Family and medical leave. • Companies with more than 50 employees are required by law to allow workers to take time off to deal with family and medical emergencies. These include up to 12 weeks of leave for sick workers, a birth or the adoption of a child, or to care for a sick family member.
Employers are not required to pay employees during this time off. • The employees have the assurance that they will have a job when they return to work.
In the Community • Friends and neighbors often join together for mutual support and assistance. Ex: one parent who waits with small children for the bus. • Many communities offer programs and support to help families balance their multiple roles.
Some schools and places of worship offer after-school programs for children as well as family activities that encourage family members to draw closer. • Some community service organizations also arrange for supervised after-school programs.
Help with caring for older family members may also be available from the community. • Some communities have day care centers for seniors, offering lunches and a range of activities and outings .
For older people who can’t get out, Meals on Wheels provides daily hot lunches. • Social service agencies can arrange for other needed care.
Regaining Lost Balance • Everyone experience role conflicts and loses balance from time to time. • If you find that one of your roles is taking too much time and energy and is spilling over into other important roles, try to keep things in perspective.

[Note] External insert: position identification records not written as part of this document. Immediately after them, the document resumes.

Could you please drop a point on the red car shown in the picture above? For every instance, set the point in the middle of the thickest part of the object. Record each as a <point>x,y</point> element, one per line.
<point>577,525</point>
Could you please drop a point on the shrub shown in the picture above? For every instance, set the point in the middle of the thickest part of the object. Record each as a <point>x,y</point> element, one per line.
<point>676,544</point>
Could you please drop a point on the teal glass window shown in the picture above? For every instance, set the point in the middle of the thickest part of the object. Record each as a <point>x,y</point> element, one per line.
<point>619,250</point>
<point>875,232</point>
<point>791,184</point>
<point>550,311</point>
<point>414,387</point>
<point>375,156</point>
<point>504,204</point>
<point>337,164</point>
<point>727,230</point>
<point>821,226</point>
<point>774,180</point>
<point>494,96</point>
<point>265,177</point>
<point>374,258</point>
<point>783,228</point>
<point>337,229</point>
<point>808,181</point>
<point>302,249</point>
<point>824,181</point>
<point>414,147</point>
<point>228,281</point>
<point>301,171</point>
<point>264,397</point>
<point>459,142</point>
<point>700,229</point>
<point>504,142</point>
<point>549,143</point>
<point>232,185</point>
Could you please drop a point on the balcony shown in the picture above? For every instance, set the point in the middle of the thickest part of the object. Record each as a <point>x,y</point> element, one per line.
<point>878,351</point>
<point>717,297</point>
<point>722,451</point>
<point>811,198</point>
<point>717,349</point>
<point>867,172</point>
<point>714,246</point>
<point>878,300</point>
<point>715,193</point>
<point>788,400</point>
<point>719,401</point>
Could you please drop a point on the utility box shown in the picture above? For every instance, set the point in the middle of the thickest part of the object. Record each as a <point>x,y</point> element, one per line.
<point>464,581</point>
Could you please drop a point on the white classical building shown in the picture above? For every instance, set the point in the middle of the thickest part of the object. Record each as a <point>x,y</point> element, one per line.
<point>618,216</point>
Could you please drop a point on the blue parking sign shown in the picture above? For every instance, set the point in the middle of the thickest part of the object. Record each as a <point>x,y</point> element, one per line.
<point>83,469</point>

Remember that you don’t have to be perfect. • Use your support system. • Reexamine your priorities and look fro ways to regain the balance in your life • The more you practice maintaining balance, the easier you will find it becomes.
Summary • Role conflicts occur when one role spills over into another. • Difficult situations, unrealistic expectations and overcommitment increase role conflicts.
An internal sense of balance helps you to manage multiple roles. • To achieve balance, try to set priorities, manage your time, and reduce stress. • Support systems are available to help people manage multiple roles.
In the workplace, family-friendly policies help employees balance work and family life.